Mitsui & Co.’s MOEX Offshore 2007 LLC will pay $90 million to the U.S. and five states to settle pollution violations related to the 2010 spill. While BP will probably have to accept different terms as the operator, the settlement suggests that BP would pay $585 million for violations, less than 20 percent of what the company has provisioned, said Fadel Gheit, an oil and gas analyst at Oppenheimer in New York. BP shares rose to the highest since March in London trading.
“This is only the civil part and does not include possible criminal charges and penalties,” Gheit said. “The trials will begin later this month and all parties are eager to settle before then. So there could be very important decisions this week.”
BP shares remain 26 percent below their level in London before the spill and the company has claimed about $40 billion in charges to cover the costs of litigation and cleanup. Chief Executive Bob Dudley said this month that the company would like to reach a settlement if the terms are right.
The MOEX settlement doesn’t affect claims against or potential recoveries from other companies over the spill, the U.S. Justice Department said Friday. MOEX, a unit of Tokyo-based Mitsui, no longer owns a share of the lease.
BP had a 65 percent interest in the Macondo well, MOEX had 10 percent and Anadarko Petroleum had a 25 percent stake. The settlement suggests that Anadarko will be liable for about $225 million in Clean Water Act fines if the terms are the same, Gheit said.
“We can’t really read across anything with certainty,” said Jason Kenney, an analyst at Banco Santander in Edinburgh, Scotland. “But this implies that a settlement is possible and perhaps more likely for others, too.”
The settlement is the first of what may be a series of agreements with the U.S. as lawsuits over the 2010 spill approach a trial set for Feb. 27. The Justice Department sued MOEX, BP, Anadarko and Transocean, which owned the rig that exploded, in December 2010, seeking fines for each barrel of oil discharged.
U.S. District Judge Carl Barbier in New Orleans, who’s overseeing much of the spill litigation, has scheduled a non-jury trial to determine liability and apportion fault for the disaster.
A U.S. motion to hold BP, Anadarko and Transocean liable by law for Clean Water Act violations is pending before Barbier. A ruling against the defendants would allow the United States to seek fines against each company of as much as $1,100 per barrel of oil spilled without having to prove the issue of liability at trial.
The Clean Water Act also allows the government to seek fines as high as $4,300 for each spilled barrel on a finding of gross negligence. The government estimates that 4.1 million barrels were spilled before the well was capped, putting BP at risk of fines reaching $17.6 billion.

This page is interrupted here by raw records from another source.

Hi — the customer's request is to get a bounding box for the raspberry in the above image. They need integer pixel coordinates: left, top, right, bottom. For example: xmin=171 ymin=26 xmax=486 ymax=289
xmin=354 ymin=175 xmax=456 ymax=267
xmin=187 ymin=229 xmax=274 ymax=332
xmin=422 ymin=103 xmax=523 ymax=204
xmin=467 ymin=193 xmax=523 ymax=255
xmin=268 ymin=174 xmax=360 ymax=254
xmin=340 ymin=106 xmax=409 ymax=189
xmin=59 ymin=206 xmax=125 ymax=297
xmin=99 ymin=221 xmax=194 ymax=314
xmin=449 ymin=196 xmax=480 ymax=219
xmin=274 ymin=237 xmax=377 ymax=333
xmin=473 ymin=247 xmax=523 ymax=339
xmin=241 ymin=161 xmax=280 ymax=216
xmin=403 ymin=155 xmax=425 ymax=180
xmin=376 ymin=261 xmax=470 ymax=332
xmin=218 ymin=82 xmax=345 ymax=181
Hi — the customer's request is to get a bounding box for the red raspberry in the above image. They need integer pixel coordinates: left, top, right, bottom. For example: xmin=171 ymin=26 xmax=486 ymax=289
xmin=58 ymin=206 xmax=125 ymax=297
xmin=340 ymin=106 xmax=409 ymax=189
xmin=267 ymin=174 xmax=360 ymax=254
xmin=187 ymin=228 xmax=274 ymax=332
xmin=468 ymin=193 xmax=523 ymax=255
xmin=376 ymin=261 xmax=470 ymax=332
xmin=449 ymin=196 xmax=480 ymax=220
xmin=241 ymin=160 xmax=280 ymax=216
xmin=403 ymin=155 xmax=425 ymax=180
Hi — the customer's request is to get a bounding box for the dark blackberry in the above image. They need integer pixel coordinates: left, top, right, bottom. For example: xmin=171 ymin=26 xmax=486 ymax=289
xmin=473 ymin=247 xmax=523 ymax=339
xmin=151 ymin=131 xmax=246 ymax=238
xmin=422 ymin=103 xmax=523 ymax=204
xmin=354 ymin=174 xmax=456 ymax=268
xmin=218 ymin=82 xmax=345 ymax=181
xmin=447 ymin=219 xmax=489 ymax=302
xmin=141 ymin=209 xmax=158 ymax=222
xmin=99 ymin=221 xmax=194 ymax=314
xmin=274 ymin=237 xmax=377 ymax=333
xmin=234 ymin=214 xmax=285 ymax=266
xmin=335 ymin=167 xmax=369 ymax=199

BP set aside $3.5 billion for Clean Water Act fines, assuming $1,100 a barrel and its own estimate of 3.2 million barrels spilled, according to an annual report extract posted on the company Web site. The company is negotiating with the U.S. over settlement of the Clean Water Act claims, according to a person familiar with the talks.
Daren Beaudo, a BP spokesman in Houston, declined to comment on Friday.